小金沢連嶺・2 
   1962(昭和37)年4月22日

私が小金沢連嶺を最初に歩いたのは1953年11月下旬のことで、それ以来、この尾根は10回ばかり歩いている。黒木の林と明るい笹原が交互に現れて興趣満点、しかも眺めがよくてと、東京近くの縦走コースでは奥多摩の石尾根と双璧をなすものだろう。

1963年7月にご同伴で歩いた折の写真は、すでに本欄に「小金沢連嶺」として載せたが、こちらの3枚は、その前年の奥多摩山岳会の例会に参加したときのもの。春夏秋冬、何時、何度たどっても飽きない小金沢連嶺ゆえに、その「2」を載せておこう。いずれカラー版もお目に掛けようと思っている。



上 天狗棚山を巻きおわって狼平へのくだりにかかると、正面には小金沢山がどんとたちはだかるようになる。黒木に覆われて堂々の山容だ。4月下旬というのに、まだ雪が消えずに残っていた。

中 当時、奥多摩山岳会ではスケッチがはやっていた。秋山平三君が今日も色鉛筆を動かして余念がないが、口の悪い輩が覗きこんでは「うわ!! ナンガパルバット、たいした迫力だねぇ、隣のカンチェンジュンガも立派なものだねぇ」。挙句の果てに「なんだ、ただのチリガミまるめたカミの山か」とは随分失礼な話というほかはない。前方左手に大きいのは雁ヶ腹摺山。

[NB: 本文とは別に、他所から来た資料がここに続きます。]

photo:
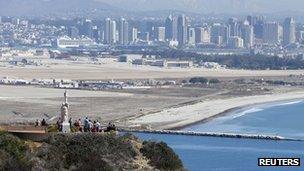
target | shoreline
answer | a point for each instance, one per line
(181, 117)
(233, 111)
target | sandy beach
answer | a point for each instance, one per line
(205, 110)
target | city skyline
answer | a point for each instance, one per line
(122, 7)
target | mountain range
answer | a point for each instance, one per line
(47, 7)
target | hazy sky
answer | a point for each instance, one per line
(22, 7)
(209, 6)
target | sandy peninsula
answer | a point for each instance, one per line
(207, 109)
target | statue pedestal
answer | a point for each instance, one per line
(66, 127)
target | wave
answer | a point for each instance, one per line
(289, 103)
(251, 110)
(257, 109)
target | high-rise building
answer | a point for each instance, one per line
(271, 33)
(174, 28)
(235, 42)
(123, 32)
(258, 26)
(160, 33)
(234, 27)
(73, 32)
(182, 30)
(199, 34)
(219, 34)
(289, 31)
(110, 31)
(134, 35)
(192, 36)
(169, 28)
(87, 28)
(247, 34)
(96, 34)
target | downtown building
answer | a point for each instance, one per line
(110, 36)
(123, 32)
(289, 31)
(271, 33)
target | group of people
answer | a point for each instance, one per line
(88, 126)
(42, 123)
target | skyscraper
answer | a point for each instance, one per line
(247, 34)
(219, 34)
(182, 30)
(169, 28)
(110, 31)
(234, 27)
(174, 29)
(73, 32)
(271, 33)
(123, 32)
(87, 28)
(258, 27)
(160, 33)
(192, 36)
(134, 35)
(289, 31)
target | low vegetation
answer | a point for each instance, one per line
(86, 151)
(161, 156)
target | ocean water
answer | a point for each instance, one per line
(230, 154)
(284, 119)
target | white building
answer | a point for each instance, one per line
(66, 42)
(271, 33)
(235, 42)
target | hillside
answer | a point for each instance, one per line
(86, 152)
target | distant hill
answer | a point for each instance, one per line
(47, 7)
(86, 151)
(136, 8)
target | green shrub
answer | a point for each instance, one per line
(161, 156)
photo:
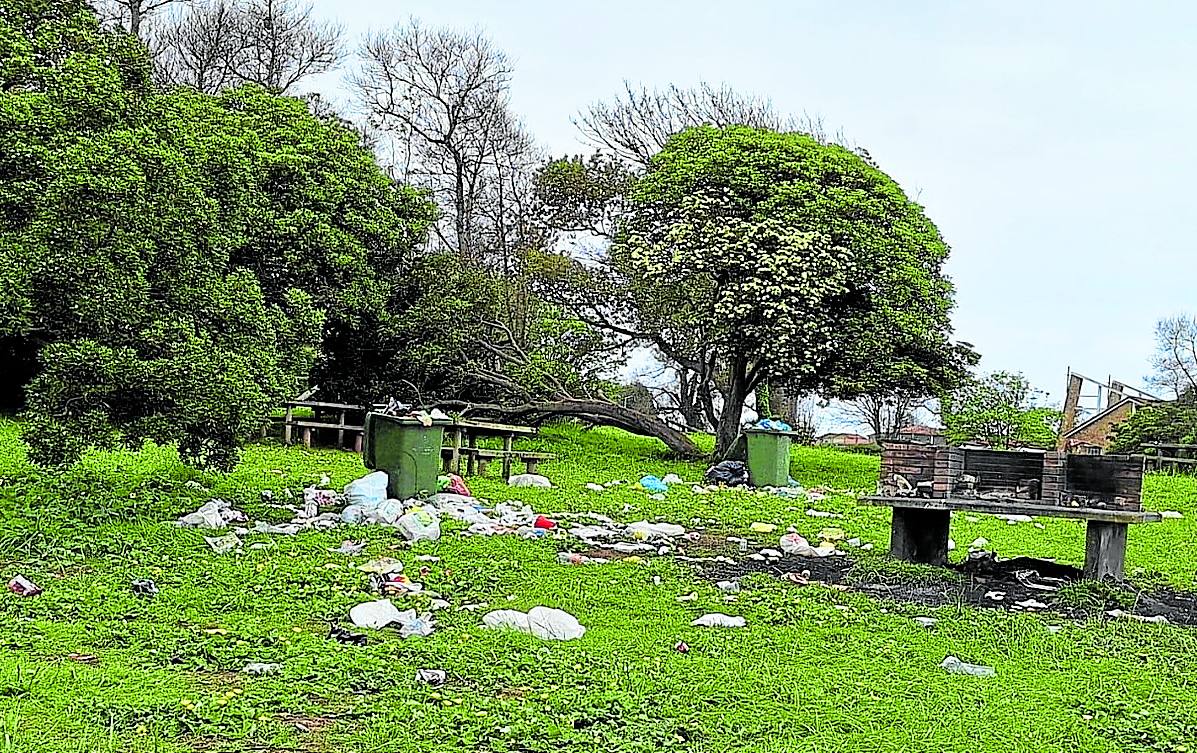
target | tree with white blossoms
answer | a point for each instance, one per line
(790, 261)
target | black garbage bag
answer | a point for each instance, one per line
(728, 473)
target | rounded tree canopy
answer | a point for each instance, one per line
(800, 259)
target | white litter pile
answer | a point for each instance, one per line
(632, 538)
(540, 621)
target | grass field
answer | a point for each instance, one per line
(815, 669)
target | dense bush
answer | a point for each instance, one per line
(171, 265)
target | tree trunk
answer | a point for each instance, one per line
(597, 411)
(734, 399)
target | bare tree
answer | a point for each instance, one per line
(284, 44)
(883, 414)
(444, 95)
(222, 43)
(133, 14)
(637, 123)
(201, 48)
(1176, 354)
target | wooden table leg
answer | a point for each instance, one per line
(1105, 550)
(506, 457)
(919, 535)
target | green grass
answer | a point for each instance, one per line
(815, 669)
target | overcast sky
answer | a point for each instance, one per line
(1052, 143)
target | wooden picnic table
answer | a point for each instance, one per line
(469, 431)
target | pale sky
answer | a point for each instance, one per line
(1052, 143)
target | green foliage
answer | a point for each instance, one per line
(170, 260)
(1000, 410)
(217, 613)
(788, 261)
(1170, 423)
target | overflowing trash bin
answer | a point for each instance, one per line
(407, 449)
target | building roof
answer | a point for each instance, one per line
(1101, 414)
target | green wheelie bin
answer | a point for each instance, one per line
(406, 449)
(769, 456)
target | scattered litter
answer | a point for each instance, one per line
(794, 544)
(350, 547)
(383, 565)
(376, 614)
(369, 491)
(955, 666)
(342, 636)
(436, 678)
(727, 473)
(24, 587)
(527, 480)
(719, 620)
(573, 558)
(223, 545)
(212, 514)
(419, 524)
(145, 588)
(540, 621)
(652, 484)
(1155, 619)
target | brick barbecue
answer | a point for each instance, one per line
(1105, 481)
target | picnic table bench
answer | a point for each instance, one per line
(1104, 491)
(462, 443)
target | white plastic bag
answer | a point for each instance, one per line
(376, 614)
(645, 530)
(541, 621)
(419, 526)
(529, 479)
(369, 491)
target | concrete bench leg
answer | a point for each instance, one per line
(919, 535)
(1105, 550)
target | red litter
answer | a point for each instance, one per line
(24, 587)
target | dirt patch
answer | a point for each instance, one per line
(984, 583)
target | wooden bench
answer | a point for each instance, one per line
(478, 459)
(919, 528)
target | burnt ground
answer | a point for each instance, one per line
(968, 582)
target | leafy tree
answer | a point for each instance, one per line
(171, 259)
(752, 256)
(1000, 410)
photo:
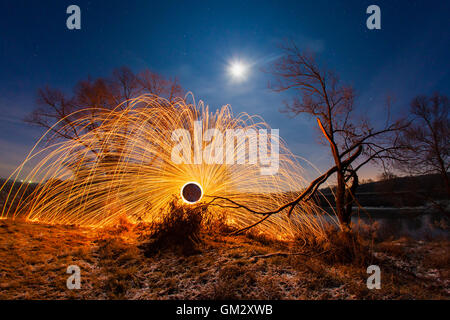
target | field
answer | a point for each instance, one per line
(115, 264)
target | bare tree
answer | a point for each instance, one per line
(53, 105)
(426, 142)
(353, 142)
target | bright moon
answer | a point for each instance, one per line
(238, 70)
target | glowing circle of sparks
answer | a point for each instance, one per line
(191, 192)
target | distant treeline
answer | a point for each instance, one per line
(396, 192)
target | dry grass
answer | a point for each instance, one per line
(34, 259)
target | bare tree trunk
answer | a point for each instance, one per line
(349, 197)
(340, 199)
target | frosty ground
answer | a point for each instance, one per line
(34, 259)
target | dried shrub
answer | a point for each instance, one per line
(179, 229)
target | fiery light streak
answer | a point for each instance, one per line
(123, 167)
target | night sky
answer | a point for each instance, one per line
(196, 40)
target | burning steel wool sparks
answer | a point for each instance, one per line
(123, 164)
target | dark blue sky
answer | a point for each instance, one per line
(195, 40)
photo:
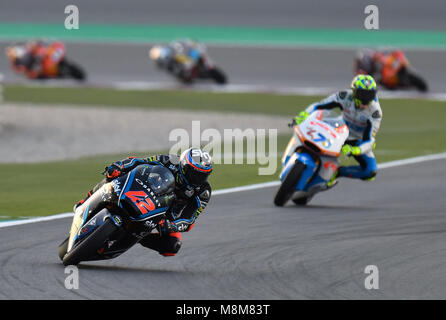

下 今は跡形もない大菩薩館。私は長い間、定宿にしていた。中央手前の眼鏡&正ちゃん帽が秋山君。彼は立川駅南口商店街にあった大きな薬局の御曹司で日大は文学部小説科専攻。「なにを勉強しているんだい?」とたずねると、「ヘミングウェイです」の答え。「じゃあ、アーネスト・ヘミングウェイって横文字で書けるかい?」には、「うーん、でもね、横山さん、ヘミングウェイはみんな翻訳があるから支障はありません」。結局は書道塾経営の大先生に納まって成功したが、私は彼の書いたナントカ流の字を読むと、いつも船酔い同様に気分が悪くなった。戯れ口をたたきながら山を歩くのには絶好の友人だったが、惜しいことに2008年4月に73歳で亡くなってしまった。「兵六玉」を略しての「ヒョーロク」、あるいは「平公(ヘーコー)」が通称で、奥多摩山岳会のイジメラレッコのナンバー・ワンだった。